CASE BACKGROUND
Apple has created a set of generative AI models collectively called Apple Intelligence that it provides to consumers in its phones, tablets, and personal computers. It has allegedly used authors’ copyrighted works without their authorization or compensation to train and test these models. This is an impermissible use far beyond any applicable license Apple has to sell such books to the users of its products.
Apple reproduced and used datasets such as Books3—consisting of pirated, copyrighted books that include the published works of plaintiffs and the class—to train language models that power Apple Intelligence. Books3 is a notorious “shadow library” that can be found in various places on the internet or shared and downloaded from pirate websites and file-sharing protocols.
Apple also uses “Applebot,” a web-crawling software program that copies mass quantities of internet data (also known as “scraping”) to use as training data. Apple scraped data with Applebot for nearly nine years before disclosing that it intended to use the scraped data to train its AI systems. Web crawlers like Applebot scrape shadow libraries, including but not limited to Books3, that host millions of other unlicensed copyrighted books, including plaintiffs’ and class members’ copyrighted works.
Generative AI models like those used in Apple Intelligence are only as good as the training data on which they are trained.
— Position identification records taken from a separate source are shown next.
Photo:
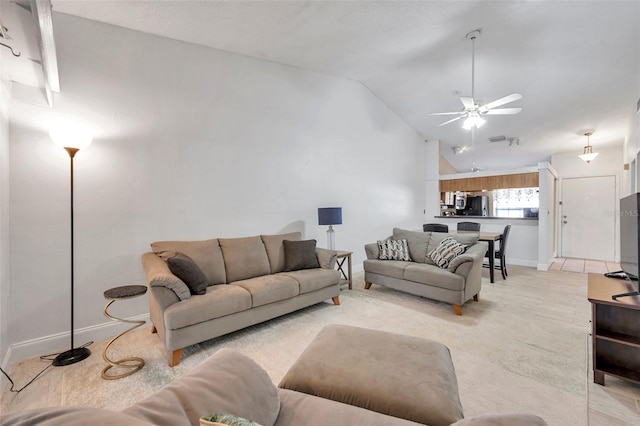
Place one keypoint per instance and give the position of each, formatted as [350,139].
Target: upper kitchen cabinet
[28,54]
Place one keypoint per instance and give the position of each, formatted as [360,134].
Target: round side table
[134,363]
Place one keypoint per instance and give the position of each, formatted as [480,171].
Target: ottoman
[402,376]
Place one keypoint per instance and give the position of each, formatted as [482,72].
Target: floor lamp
[330,216]
[72,142]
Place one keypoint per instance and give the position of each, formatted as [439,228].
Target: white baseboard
[522,262]
[61,341]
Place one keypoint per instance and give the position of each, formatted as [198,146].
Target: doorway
[588,221]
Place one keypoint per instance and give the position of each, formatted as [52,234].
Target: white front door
[588,221]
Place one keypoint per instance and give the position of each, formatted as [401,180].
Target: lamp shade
[70,136]
[330,216]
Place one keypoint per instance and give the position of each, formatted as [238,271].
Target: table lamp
[330,216]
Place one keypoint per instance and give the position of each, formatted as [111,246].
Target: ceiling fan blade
[467,102]
[502,111]
[505,100]
[450,121]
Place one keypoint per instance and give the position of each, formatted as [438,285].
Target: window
[520,202]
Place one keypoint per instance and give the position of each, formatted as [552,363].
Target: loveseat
[231,283]
[231,384]
[455,281]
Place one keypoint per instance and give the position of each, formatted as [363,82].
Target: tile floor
[584,265]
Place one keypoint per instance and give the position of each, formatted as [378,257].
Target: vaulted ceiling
[576,63]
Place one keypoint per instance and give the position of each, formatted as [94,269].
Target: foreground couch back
[231,383]
[249,280]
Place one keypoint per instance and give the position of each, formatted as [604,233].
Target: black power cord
[48,357]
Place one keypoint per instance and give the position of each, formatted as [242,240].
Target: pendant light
[588,155]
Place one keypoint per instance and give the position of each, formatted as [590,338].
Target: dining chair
[435,227]
[501,253]
[468,226]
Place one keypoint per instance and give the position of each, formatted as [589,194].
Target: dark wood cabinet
[615,329]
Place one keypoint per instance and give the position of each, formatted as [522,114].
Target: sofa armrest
[474,254]
[326,258]
[502,420]
[158,274]
[226,382]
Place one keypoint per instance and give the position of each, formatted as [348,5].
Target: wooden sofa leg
[175,357]
[457,309]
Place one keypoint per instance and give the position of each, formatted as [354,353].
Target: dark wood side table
[341,258]
[615,329]
[134,363]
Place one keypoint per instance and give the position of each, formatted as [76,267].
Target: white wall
[608,163]
[631,149]
[190,143]
[547,216]
[4,221]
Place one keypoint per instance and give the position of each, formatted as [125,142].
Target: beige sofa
[246,283]
[459,282]
[231,383]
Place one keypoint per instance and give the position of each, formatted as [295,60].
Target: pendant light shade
[588,155]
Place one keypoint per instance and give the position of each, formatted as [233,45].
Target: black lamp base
[71,357]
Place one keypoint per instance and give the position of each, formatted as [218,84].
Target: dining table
[490,238]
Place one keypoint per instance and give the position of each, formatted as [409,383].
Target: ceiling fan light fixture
[588,155]
[474,120]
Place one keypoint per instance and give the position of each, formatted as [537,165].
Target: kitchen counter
[484,217]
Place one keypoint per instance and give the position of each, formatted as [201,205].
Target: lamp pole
[59,136]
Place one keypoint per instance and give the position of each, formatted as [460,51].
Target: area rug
[521,348]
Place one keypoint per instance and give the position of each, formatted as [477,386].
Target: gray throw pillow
[300,255]
[446,251]
[183,267]
[393,250]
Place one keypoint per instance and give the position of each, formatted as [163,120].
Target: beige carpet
[522,348]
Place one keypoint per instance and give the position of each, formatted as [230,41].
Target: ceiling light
[459,149]
[474,120]
[588,155]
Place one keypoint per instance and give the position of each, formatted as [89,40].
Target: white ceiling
[576,63]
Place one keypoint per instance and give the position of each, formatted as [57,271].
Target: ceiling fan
[472,109]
Thus, Apple and other AI companies prioritize and use high quality writing, like copyrighted works, to train and fine-tune their models.
The market for licensing AI training data is growing rapidly. Licensing deals to use copyrighted works as training data between AI developers and publishers are regularly in the news. Nevertheless, Apple did not compensate creators for use of their copyrighted works and concealed the sources of their training datasets to evade legal scrutiny. Apple allegedly continues to retain private AI training-data, including pirated books, to train its future models in various datasets without seeking plaintiffs’ or class members’ consent or providing compensation.
This alleged conduct has damaged plaintiffs’ and class members’ intellectual property. It has deprived them of control over their work, undermined the economic value of their copyrighted works, and positioned Apple to achieve massive commercial success through unlawful means.